Кирилл. Туапсе. 1524 км от Бункера
В доме, куда гостей привели на постой, ощущение Кирилла, что оказался в сказке, усилилось.
Дом был разделен на две небольшие комнаты беленой печью. В одной комнате напротив печи стоял буфет, наполненный посудой, у окна, украшенного занавесками - деревянный стол, покрытый скатертью, и две длинные лавки. Пол застилали плетеные дорожки. Сказочный колорит нарушал разве что угол, выделенный под кухню - с электрической плиткой на разделочном столе, явно из времен до того как все случилось. А со стены напротив входа на Кирилла взглянул знакомый – и в то же время показавшийся незнакомым - портрет. Поза женщины, прическа, платье – все в точности повторяло картину, виденную в Лунном Кругу. Должно быть, здесь в каждом доме висит такая, - подумал Кирилл. Интересно, где они взяли столько репродукций? Неужели наладили печатное производство?

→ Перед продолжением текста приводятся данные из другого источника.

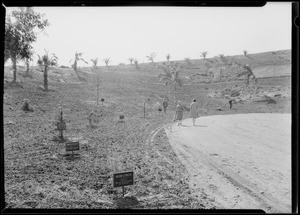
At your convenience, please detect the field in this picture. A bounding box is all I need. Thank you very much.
[3,50,291,209]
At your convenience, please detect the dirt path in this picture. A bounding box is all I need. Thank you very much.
[165,113,291,213]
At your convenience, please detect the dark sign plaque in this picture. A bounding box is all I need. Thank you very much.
[66,142,79,152]
[56,121,66,131]
[113,172,133,187]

Он подошел к портрету, пригляделся. И понял, что это не репродукция. Знаменитую картину скопировали, и сделал это, несомненно, талантливый художник. Он, вольно или невольно, придал женщине совсем иное выражение лица - томность и лукавство в ее глазах сменились одухотворенным светом. Те же черты, но совершенно другой взгляд. Эта женщина соответствовала громкому имени «Мать Доброты» куда больше, чем оригинал.
Ангелина, войдя, посмотрела на портрет и прижала руку к сердцу.

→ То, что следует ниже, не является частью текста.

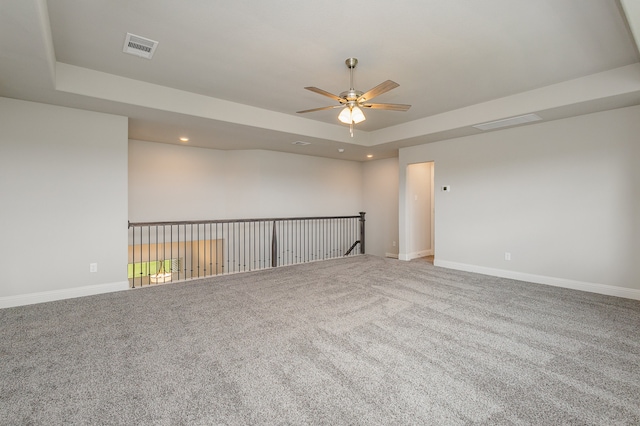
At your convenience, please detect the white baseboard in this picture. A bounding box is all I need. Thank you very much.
[434,259,640,300]
[396,249,433,260]
[0,281,129,309]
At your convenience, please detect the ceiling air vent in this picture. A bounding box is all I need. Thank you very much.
[473,114,542,130]
[122,33,158,59]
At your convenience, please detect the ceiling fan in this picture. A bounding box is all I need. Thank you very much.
[297,58,411,137]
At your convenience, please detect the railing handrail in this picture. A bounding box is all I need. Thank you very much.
[128,212,364,228]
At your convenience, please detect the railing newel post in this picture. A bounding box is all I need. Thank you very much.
[360,212,366,254]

- Кто это рисовал? – Кирилл кивнул на картину.
- Мать Мария или кто-то из ее учеников.
- А...
- Это спальня. – Ангелина явно не горела желанием обсуждать с Кириллом вопросы искусства. Она распахнула дверь в другую комнату. – Душевая и туалет на улице, во дворе. Здесь полотенца и рубашки, – положила на одну из двух стоящих в комнате кроватей аккуратную стопку. – Мы просим вас одеться. У нас считается непристойным оголять тела.
- Охренеть житуха, - восхитился Джек. – А чего не все в колпаках ходите, как пахан? Чтобы уж вовсе мужиков от баб не отличать?
Ангелина кротко улыбнулась. Она смотрела по-прежнему на Кирилла, Джека будто не замечала.
- Э-э-э, - глубокомысленно выдавил Кирилл. До сих пор ему не приходило в голову, что руки, выглядывающие из рукавов майки, можно приравнять к непристойному оголению. – Хорошо, мы оденемся.
- Скоро вам принесут пищу, - пообещала Ангелина. И ушла.
- Пищу, понял? – плюхаясь на кровать, бросил Джек. – Не обед, не еду – пищу!
Кирилл пожал плечами:
- Привыкай. – Тоже сел на кровать. - Тридцать лет – долгий срок, я читал, что смена поколений происходит через двадцать. В здешних местах жизнь развивалась по своим законам. Попади эти люди к нам, тоже бы удивились.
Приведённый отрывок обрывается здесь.